La troisième et dernière table-ronde concernait les pratiques de la justice familiale.

Les débats se fondent sur les études conduites par : Caroline Siffrein-Blanc, du Laboratoire de Droit Privé et de Sciences Criminelles, de l’Université Aix-Marseille ; Blandine Mallevaey, titulaire de la Chaire « Enfance et Familles », à l’Université Catholique de Lille ; Adeline Gouttenoire, directrice du Centre européen de Recherches en droit des Familles, à l’Université de Bordeaux.

Voici ce que nous retenons des apports de Caroline Siffrein-Blanc. Son intervention portait sur les décisions de justice concernant la résidence des enfants, telles que les donnent à voir les Cours d’Appel.

Le maintien des liens de l’enfant aux parents n’apparaît pas comme prioritaire

La CIDE prône l’idée que l’enfant doit être élevé, dans la mesure du possible, par ses deux parents, sans préjugé de genre, et que l’on doit favoriser le maintien des liens.
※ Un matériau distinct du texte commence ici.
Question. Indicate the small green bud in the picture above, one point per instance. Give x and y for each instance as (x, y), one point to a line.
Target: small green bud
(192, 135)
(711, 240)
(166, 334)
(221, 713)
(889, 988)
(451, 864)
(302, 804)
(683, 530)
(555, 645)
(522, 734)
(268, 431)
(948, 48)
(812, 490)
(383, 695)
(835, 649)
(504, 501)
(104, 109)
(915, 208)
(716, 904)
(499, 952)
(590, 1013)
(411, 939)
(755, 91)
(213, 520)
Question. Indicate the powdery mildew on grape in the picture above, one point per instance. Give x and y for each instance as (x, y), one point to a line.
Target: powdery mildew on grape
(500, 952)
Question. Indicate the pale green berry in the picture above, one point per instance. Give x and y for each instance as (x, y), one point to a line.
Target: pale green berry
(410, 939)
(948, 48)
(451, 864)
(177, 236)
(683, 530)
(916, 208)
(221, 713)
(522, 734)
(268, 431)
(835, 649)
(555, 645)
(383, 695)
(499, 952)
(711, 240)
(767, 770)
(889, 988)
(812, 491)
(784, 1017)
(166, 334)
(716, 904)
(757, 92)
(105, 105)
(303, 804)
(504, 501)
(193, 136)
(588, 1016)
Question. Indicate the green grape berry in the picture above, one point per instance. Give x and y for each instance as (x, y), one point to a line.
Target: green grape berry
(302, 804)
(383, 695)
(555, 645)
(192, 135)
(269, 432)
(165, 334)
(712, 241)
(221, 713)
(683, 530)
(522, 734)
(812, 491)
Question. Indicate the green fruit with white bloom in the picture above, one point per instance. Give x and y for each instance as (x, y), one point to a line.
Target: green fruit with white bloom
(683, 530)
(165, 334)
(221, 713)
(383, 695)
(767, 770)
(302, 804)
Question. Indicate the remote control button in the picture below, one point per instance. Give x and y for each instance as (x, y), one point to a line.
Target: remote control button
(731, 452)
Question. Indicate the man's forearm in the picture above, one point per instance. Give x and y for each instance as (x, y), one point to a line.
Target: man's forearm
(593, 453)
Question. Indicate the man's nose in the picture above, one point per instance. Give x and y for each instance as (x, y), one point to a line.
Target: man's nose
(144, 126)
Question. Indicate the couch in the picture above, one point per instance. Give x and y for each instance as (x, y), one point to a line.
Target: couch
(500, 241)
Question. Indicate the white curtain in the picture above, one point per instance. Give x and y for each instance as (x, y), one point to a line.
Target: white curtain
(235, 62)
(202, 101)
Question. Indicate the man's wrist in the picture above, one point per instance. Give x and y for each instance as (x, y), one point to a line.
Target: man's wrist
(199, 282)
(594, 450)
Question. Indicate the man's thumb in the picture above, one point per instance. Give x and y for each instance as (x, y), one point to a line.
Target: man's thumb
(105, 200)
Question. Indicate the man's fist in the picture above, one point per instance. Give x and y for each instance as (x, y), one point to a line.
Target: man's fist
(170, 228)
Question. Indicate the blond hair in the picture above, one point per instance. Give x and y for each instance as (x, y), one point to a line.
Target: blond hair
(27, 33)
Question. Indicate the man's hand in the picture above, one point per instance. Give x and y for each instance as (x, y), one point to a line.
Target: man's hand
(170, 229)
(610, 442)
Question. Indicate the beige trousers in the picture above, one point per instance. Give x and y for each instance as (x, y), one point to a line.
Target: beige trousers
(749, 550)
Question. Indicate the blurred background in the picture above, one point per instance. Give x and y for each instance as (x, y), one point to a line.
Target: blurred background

La solution inverse, séparation d’avec un parent, doit être justifiée dans l’intérêt de l’enfant.

Au niveau national, on retrouve cette idée, en matière de filiation et en matière de séparation. On instaure la coparentalité. Les deux parents ont les mêmes droits pour exercer les questions relatives à l’autorité parentale. Ce principe est bien établi et l’exception de l’exercice unilatéral de l’autorité parentale doit être fortement motivée. En revanche, le maintien des liens aux parents après rupture conjugale demeure beaucoup plus souple et n’apparaît pas, dans les pratiques judiciaires, comme étant un principe prioritaire. Le code civil stipule, cependant, que l’enfant doit pouvoir maintenir des liens avec ses deux parents et qu’il revient aux parents de veiller à préserver les relations à l’autre parent.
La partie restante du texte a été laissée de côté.